Beatriz (Hayek) is an illegal immigrant who happens to be an expert at holistic medicine. She lives a very simple lifestyle, but travels to the wealthy Los Angeles home of a family she's helped treat for years. And when car troubles leave her stranded at the residence just moments before an important business-related dinner party, Beatriz becomes an extra dinner guest at a table that includes billionaire real estate developer, Doug Strutt (Lithgow). The evening's events provide Beatriz with an in-depth look at how the rich and powerful view the world around them, and how different it is from her own experiences.

 


Director Miguel Arteta and screenwriter Mike White deliver a tone-deaf effort, one whose underlying sense of mystery and intrigue can only take the film so far. Eventually, Beatriz at Dinner becomes forced to show its hand, and everything spirals downward quickly from that point on.
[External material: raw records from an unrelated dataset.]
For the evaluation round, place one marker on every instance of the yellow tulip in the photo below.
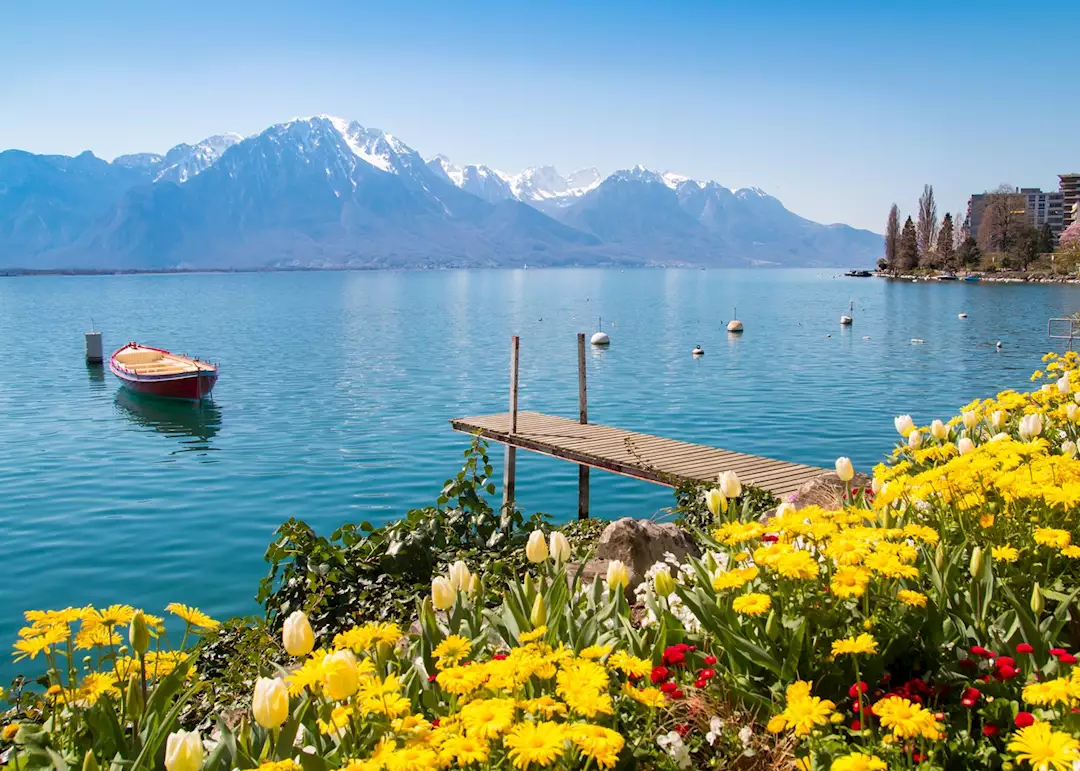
(340, 675)
(184, 752)
(297, 635)
(270, 702)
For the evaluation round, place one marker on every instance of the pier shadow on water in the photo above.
(192, 423)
There aren't any issues with the onscreen work of this finely-assembled cast. The audience takes an unfamiliar journey into the life of Beatriz, an extremely unique character which Hayek engulfs so well. However, as the minutes mount and tensions between these opposing lifestyles grow, Beatriz at Dinner loses its voice with motivated rhetoric and pseudo thrills. The entire chance-encounter between the title character and tycoon Doug Strutt seemlessly morphs into a caricature of a dinner party. Both characters deviate into bloated figureheads of conflicting ideals, settling into a nauseating resolve that's littered with disappointment after disappointment until the final credits arrive to rescue us all from the torment.